The BodyCom is a short-range wireless communication technology that uses the human body as a communication channel to secure electronic devices and let users gain access with just a touch. The system consists of a fixed Base Unit and one or more battery powered wireless Mobile Units made in the form of key fobs. Both units are capacitively coupled with the human body. This means they will not function unless they are both in close proximity to the user’s body.
The system is activated by a user touching the Base Unit. When the Base Unit detects the touch though a coupling element, it initiates a transmission that searches for the Mobile Unit. It uses the human body as an extension of the coupling element, allowing the transfer of the signal in the proximity of the Mobile Unit. After the transmitted signal is received by the Mobile Unit, it decodes the data and, if a response is necessary, will respond.

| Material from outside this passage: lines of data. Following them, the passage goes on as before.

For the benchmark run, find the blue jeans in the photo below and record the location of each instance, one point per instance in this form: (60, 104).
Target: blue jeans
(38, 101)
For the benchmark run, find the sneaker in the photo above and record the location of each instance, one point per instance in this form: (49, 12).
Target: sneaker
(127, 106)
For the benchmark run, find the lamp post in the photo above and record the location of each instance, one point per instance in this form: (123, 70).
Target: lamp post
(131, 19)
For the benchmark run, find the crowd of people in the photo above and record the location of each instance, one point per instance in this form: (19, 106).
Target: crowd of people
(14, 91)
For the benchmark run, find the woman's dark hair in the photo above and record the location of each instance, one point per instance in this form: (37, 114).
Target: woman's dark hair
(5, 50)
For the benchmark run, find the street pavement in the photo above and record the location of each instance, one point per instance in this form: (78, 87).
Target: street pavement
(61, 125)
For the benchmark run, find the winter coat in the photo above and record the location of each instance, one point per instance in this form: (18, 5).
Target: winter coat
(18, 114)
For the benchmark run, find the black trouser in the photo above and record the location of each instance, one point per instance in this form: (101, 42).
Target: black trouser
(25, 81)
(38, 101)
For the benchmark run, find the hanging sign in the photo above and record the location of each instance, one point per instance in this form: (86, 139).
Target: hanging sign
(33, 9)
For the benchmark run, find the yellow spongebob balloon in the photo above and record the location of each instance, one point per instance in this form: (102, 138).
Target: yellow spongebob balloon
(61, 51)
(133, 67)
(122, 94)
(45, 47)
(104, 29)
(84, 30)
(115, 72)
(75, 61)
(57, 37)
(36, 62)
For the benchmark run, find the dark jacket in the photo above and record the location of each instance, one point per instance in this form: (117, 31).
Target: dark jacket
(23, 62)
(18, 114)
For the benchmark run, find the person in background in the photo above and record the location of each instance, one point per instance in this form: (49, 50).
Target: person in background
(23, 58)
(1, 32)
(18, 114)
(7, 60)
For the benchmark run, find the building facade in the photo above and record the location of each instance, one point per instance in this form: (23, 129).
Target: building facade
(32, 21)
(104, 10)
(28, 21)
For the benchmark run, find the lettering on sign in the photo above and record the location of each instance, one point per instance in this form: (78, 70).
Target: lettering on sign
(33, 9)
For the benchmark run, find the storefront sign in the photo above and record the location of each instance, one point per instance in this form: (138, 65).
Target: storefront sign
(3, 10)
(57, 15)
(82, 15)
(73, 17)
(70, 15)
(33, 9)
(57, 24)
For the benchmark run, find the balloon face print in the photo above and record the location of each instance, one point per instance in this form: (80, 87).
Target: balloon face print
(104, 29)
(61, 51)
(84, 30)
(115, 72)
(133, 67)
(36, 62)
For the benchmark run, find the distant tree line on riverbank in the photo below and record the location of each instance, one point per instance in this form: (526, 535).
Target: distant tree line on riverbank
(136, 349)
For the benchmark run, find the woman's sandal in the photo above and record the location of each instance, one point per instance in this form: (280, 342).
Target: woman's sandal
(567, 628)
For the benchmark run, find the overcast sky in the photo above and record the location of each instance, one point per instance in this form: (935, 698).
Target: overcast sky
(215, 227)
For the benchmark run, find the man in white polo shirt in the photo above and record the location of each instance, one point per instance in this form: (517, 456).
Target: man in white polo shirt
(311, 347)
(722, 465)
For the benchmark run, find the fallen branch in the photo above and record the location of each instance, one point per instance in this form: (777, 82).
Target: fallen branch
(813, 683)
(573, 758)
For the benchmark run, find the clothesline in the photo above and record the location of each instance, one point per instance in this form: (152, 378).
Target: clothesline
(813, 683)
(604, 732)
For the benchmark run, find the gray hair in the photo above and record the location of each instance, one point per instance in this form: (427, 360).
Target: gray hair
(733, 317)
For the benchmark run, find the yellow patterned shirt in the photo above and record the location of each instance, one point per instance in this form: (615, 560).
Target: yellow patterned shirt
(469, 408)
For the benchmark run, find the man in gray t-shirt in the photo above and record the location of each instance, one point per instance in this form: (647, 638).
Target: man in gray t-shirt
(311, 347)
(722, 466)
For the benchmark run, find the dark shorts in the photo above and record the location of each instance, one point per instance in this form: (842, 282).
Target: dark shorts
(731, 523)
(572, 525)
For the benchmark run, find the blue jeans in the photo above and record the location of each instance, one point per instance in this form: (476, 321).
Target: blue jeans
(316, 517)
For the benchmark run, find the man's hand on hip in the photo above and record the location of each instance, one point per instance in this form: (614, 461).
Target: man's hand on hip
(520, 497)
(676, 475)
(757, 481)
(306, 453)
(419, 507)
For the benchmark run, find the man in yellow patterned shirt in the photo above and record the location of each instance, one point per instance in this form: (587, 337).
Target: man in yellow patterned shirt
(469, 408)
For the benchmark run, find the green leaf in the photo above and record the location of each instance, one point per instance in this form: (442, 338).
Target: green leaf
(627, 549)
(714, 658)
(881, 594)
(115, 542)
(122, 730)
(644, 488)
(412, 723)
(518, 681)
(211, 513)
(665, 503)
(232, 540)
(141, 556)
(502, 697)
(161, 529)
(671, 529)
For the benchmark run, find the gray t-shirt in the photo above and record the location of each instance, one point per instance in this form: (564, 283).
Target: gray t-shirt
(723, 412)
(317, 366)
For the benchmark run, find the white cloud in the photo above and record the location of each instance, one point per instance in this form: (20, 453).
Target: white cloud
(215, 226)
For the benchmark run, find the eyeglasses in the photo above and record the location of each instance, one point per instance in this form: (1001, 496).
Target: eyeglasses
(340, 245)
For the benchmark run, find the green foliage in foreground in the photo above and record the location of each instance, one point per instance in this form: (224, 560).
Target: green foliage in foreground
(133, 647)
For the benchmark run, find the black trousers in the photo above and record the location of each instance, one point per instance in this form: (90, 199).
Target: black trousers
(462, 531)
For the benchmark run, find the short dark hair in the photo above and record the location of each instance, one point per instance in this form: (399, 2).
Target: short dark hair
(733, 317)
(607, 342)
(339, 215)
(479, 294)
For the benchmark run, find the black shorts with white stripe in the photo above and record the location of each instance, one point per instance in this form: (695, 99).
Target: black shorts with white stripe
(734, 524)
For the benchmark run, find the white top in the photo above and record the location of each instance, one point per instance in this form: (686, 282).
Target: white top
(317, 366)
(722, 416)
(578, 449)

This technology could have many applications beyond opening doors. Users can secure power tools, firearms and computers so that only an authorized user with the right fob could get them to work. Or a collar-mounted fob could let a pet open a doggy door, while keeping out unwanted animals.
BodyCom promises energy efficiency through its low frequency wireless transmission (125 KHz – 8 MHz) between the Base Unit and Mobile Units. Due to the frequency ranges used, the design of the units does not involve RF antennas. This allows for simpler circuit designs.
The company has released the technology in the form of a development kit called BodyCom Development Kit (part # DM160213). It comes with a central controller unit and two wireless mobile units. The Development Kit looks like an interesting way for electronics enthusiasts to design and test their own access control projects.